Пате-ипа все-таки поставил перед ним чашку крепкого чая, а сам устроился на кровати, совсем рядом.
— Вот так вся жизнь... — проговорил Рыжий. Пате-ипа не понял, о чем это он. Просто поддакнул:
«Да, да!» Груапш скосил па него глаза и спросил:
— Что ты имеешь в виду?
— А ты?
— Я — ничего. Просто так. Сорвалось. Думал о той самой реке — и сорвалось.
— О какой реке, Гриша?
— О спящей. О какой же еще?! Вот ты, Закан, по-моему, на самом деле видел ее, а мы — нет. Мы просто обманывали друг друга. Перед глазами у меня весь наш класс. Наверное, ты единственный счастливчик. Или вроде того. — Рыжий отпил глоток чаю.
Пате-ипа сказал:
— По-моему, ты преувеличиваешь, так жестко проводя грань между мною и...
Груапш перебил его:
— Я знаю, что говорю. Спящую реку видел ты один.
— Но ведь все кричали, Гриша.
— Кричали, кричали, — глухо произнес Груапш. — А что на поверку? Кто ее видел? Выходит, ты один и видел.

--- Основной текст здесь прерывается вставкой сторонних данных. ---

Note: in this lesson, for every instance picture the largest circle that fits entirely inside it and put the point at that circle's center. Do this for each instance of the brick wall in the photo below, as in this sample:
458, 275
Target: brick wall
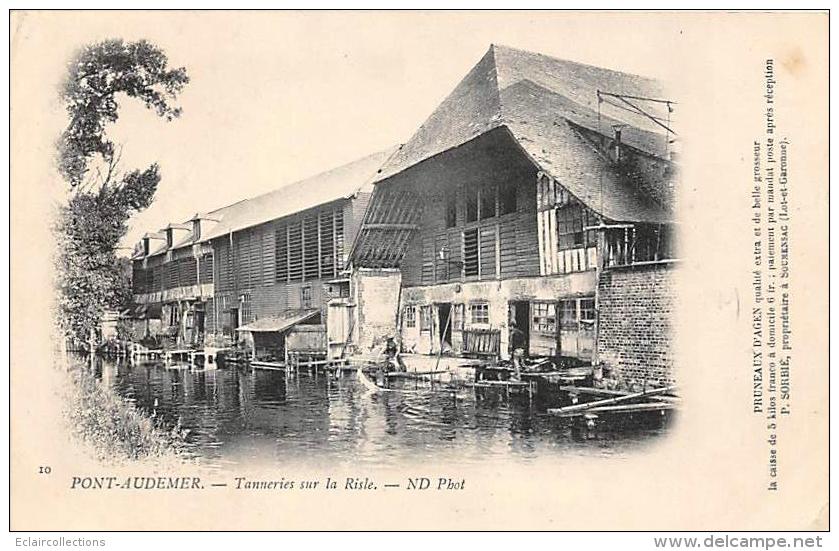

Груапш отпил еще глоток чаю, поперхнулся. И рассердился сам на себя. Во всем виноват сам. Груапш и этот чай. Нет ли вина какого-нибудь?.. Пате-ипа достал бутылку болгарского. Груапш вылил чай в распахнутое окно, на куст сирени, и налил вина. Глотнул.
— Это дело другое, — сказал он. Взялся было снова за бутылку, да почему-то раздумал. Возвращаясь к своей мысли, продолжал: — Так вот, я уверен, что ты видел ее. Посмотри на себя в зеркало: ты выглядишь моложе всех нас, ты здоровее, у тебя семья неплохая, хочешь — живешь в Свердловске, хочешь — здесь. Другое дело мы, которые обманывали друг друга... Нет, никакой реки мы не видели... Вот еще Чуваз. Он тоже, наверное, видел. Он живет легко и умрет легко. Над ним гром не загремит. А ежели и загремит, то Чуваз отделается легким испугом. А что — нет? Вот он блаженствовал на казенных, можно сказать, харчах тридцать лет и три года. Всю жизнь ему почет. А за какие такие заслуги? Он умнее нас? Он честнее нас? Ловчее? Именно! Это — да! Вот сняли его да бросили в самый рай, на птицеферму. Бедные куры! Он всех передушит, как лиса.